- Não, Gwen não.
- Eu, então. Você quer que eu chame a atenção deles? Sem uma arma?
- Você tem uma arma - Vikary falou. - Você mesmo a roubou, insultando Jadeferro. Se vai usá-la ou não é uma decisão que apenas você pode tomar. Não confiarei em você para fazer a escolha correta. Já fiz isso uma vez. Simplesmente o informo. Outra coisa, t'Larien. O que quer que faça ou deixe de fazer, isso não muda nada entre mim e você. Esta chamada não muda nada. Você sabe o que temos que fazer.
- Você já me disse. - Dirk respondeu.
- Digo uma segunda vez. Quero que se lembre. - Vikary franziu o cenho. - E agora partirei. É um longo voo para Desafio, um longo e frio vôo.
A tela ficou escura antes que Dirk pudesse pensar em uma resposta.
Gwen estava esperando do lado de fora da porta, inclinada contra a parede acarpetada, o rosto escondido entre as mãos. Endireitou-se quando Dirk saiu.
- Estão vindo? - perguntou.
- Sim.
- Sinto muito, eu... saí. Não pude encará-lo.
- Não importa.
- Importa.
- Não - ele disse terminantemente. Seu estômago doía. Ficava imaginando gritos distantes. - Não importa. Você deixou claro antes... como se sente.

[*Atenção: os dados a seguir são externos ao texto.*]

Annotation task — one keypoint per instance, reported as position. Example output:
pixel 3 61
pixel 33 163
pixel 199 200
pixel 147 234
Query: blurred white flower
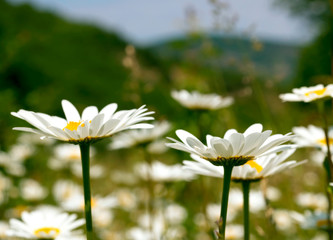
pixel 196 100
pixel 4 227
pixel 160 172
pixel 32 190
pixel 271 164
pixel 157 147
pixel 45 224
pixel 213 210
pixel 140 136
pixel 273 194
pixel 313 201
pixel 65 189
pixel 235 148
pixel 96 170
pixel 312 136
pixel 175 214
pixel 71 199
pixel 13 160
pixel 308 94
pixel 284 220
pixel 145 231
pixel 257 203
pixel 65 155
pixel 20 152
pixel 91 126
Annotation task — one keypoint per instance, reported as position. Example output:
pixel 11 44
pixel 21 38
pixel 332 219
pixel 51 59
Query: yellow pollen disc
pixel 255 165
pixel 73 125
pixel 93 203
pixel 47 232
pixel 317 92
pixel 323 141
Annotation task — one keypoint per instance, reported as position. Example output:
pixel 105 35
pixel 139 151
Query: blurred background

- Deixei? - ela riu. - Se sabe como me sinto, você me conhece melhor do que eu mesma, Dirk.
- Gwen, eu não... não, escute, não importa. Você tinha razão. Temos que... Jaan disse que temos uma arma.
Ela franziu o cenho.
- Temos? Ele acha que eu trouxe a arma de dardos? Ou o quê?
- Não, não acho. Ele só disse que temos uma arma, que a roubamos nós mesmos e insultamos Jadeferro.
Ela fechou os olhos.
- O quê? - disse. - É claro. - Abriu os olhos novamente. - O aeromóvel. É armado com canhões de laser. Deve ser o que ele quis dizer. Mas não estão carregados. Acho que nem estão conectados. Era eu quem usava esse aeromóvel a maior parte do tempo, e Garse...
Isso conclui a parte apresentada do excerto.